Em razão desta decisão, nós ficamos dois anos sem fazer novos convênios, o que estancou uma demanda de mais de 50 projetos já aprovados. Isso significou que deixaram de entrar, para um processo formal de educação cerca de 10 mil jovens e adultos. Isso impactou profundamente o Programa.

Graças à mobilização do Incra junto com as universidades e os parlamentares que conhecem e reconhecem a importância do Programa, obtivemos um novo Acórdão que nos autoriza a realização de convênios, mas mantém a restrição à participação dos movimentos sociais na execução dos mesmos.

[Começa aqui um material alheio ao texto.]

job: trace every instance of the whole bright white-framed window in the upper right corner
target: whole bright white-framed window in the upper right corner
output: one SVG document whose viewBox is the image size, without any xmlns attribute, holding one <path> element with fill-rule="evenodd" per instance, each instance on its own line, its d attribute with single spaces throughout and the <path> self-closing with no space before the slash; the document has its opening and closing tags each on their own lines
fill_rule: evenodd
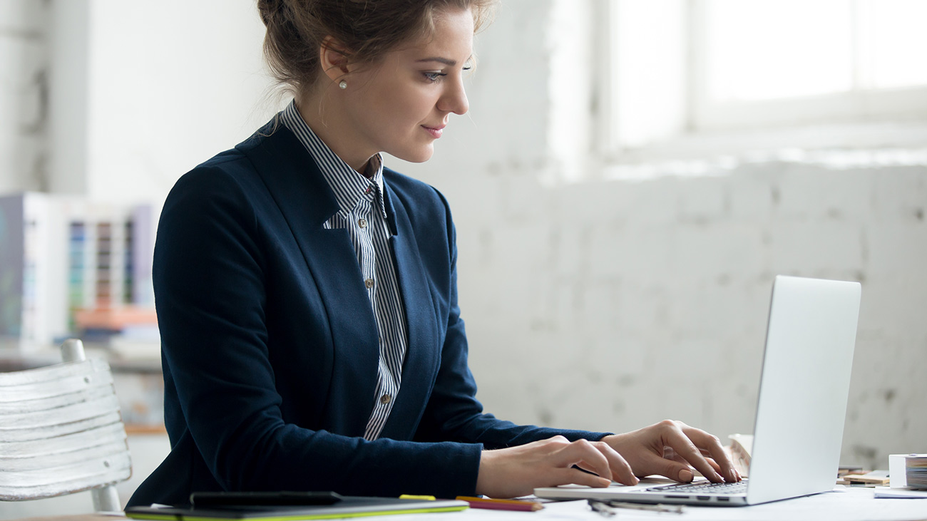
<svg viewBox="0 0 927 521">
<path fill-rule="evenodd" d="M 922 0 L 601 0 L 603 151 L 679 135 L 927 120 Z"/>
</svg>

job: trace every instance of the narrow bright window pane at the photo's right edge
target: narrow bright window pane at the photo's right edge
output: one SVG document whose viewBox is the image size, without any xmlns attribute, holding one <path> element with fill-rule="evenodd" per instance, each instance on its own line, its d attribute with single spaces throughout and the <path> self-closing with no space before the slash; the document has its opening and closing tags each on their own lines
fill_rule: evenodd
<svg viewBox="0 0 927 521">
<path fill-rule="evenodd" d="M 871 2 L 875 87 L 927 84 L 927 2 Z M 864 22 L 865 23 L 865 22 Z"/>
</svg>

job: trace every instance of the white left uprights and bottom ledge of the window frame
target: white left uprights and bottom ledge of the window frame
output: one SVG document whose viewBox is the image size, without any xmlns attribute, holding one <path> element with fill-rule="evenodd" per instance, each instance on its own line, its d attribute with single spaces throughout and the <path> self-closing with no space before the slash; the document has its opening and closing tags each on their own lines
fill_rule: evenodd
<svg viewBox="0 0 927 521">
<path fill-rule="evenodd" d="M 622 114 L 616 100 L 622 70 L 616 60 L 616 40 L 612 30 L 620 16 L 621 0 L 593 0 L 593 48 L 597 77 L 592 99 L 594 114 L 594 149 L 604 164 L 640 162 L 648 159 L 679 159 L 705 153 L 738 153 L 744 149 L 781 146 L 784 137 L 794 132 L 790 146 L 843 146 L 851 136 L 857 146 L 860 130 L 866 125 L 884 130 L 886 124 L 900 124 L 921 133 L 927 127 L 927 85 L 911 88 L 866 89 L 830 95 L 809 95 L 759 101 L 712 102 L 706 93 L 706 6 L 709 0 L 675 0 L 686 32 L 680 38 L 683 47 L 681 77 L 683 113 L 679 121 L 642 144 L 629 145 L 618 129 Z M 859 62 L 861 57 L 857 57 Z M 858 71 L 857 71 L 858 75 Z M 806 140 L 809 128 L 826 129 L 826 138 Z M 845 133 L 842 133 L 845 129 Z M 893 135 L 899 133 L 889 132 Z M 883 146 L 882 137 L 873 135 L 872 145 Z M 705 145 L 709 143 L 710 145 Z"/>
</svg>

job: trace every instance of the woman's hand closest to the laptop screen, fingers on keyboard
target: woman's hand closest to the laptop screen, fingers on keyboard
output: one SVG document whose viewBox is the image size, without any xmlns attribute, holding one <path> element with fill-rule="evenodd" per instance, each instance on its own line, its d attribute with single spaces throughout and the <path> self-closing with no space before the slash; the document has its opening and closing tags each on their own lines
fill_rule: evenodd
<svg viewBox="0 0 927 521">
<path fill-rule="evenodd" d="M 692 465 L 716 483 L 741 480 L 716 437 L 682 422 L 664 420 L 602 441 L 624 456 L 635 476 L 659 474 L 688 483 Z"/>
</svg>

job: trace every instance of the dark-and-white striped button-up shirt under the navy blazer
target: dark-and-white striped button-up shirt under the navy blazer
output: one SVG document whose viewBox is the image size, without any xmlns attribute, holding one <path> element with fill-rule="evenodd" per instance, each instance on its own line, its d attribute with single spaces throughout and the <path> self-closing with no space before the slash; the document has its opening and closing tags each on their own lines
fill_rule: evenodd
<svg viewBox="0 0 927 521">
<path fill-rule="evenodd" d="M 367 172 L 373 172 L 373 175 L 368 179 L 338 158 L 311 131 L 299 115 L 296 100 L 281 112 L 281 120 L 309 150 L 325 182 L 335 193 L 338 211 L 324 223 L 324 227 L 348 231 L 361 266 L 362 280 L 358 284 L 367 287 L 367 297 L 374 309 L 380 352 L 376 394 L 371 397 L 373 412 L 363 437 L 376 439 L 383 431 L 400 391 L 407 342 L 405 308 L 400 299 L 396 266 L 389 246 L 391 233 L 383 201 L 383 159 L 379 154 L 370 159 Z"/>
</svg>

Isso se constitui também em desafio para as instituições do Estado: avançar na compreensão do significado da participação do público beneficiário no controle social dos programas governamentais, pois é o controle social a condição para a boa e regular aplicação dos recursos públicos, como determina a própria legislação que rege os Conselhos do Fundeb, por exemplo, e outros Conselhos. A legislação brasileira já avançou bastante em relação a tais questões, mas é preciso que os órgãos de controle também reconheçam este avanço.

Nossa expectativa e nosso esforço é efetivar estes novos convênios em 2011, de modo a quadruplicar o número de jovens e adultos camponeses em processo de escolarização e formação por este País afora. A isso nos dedicaremos no próximo período.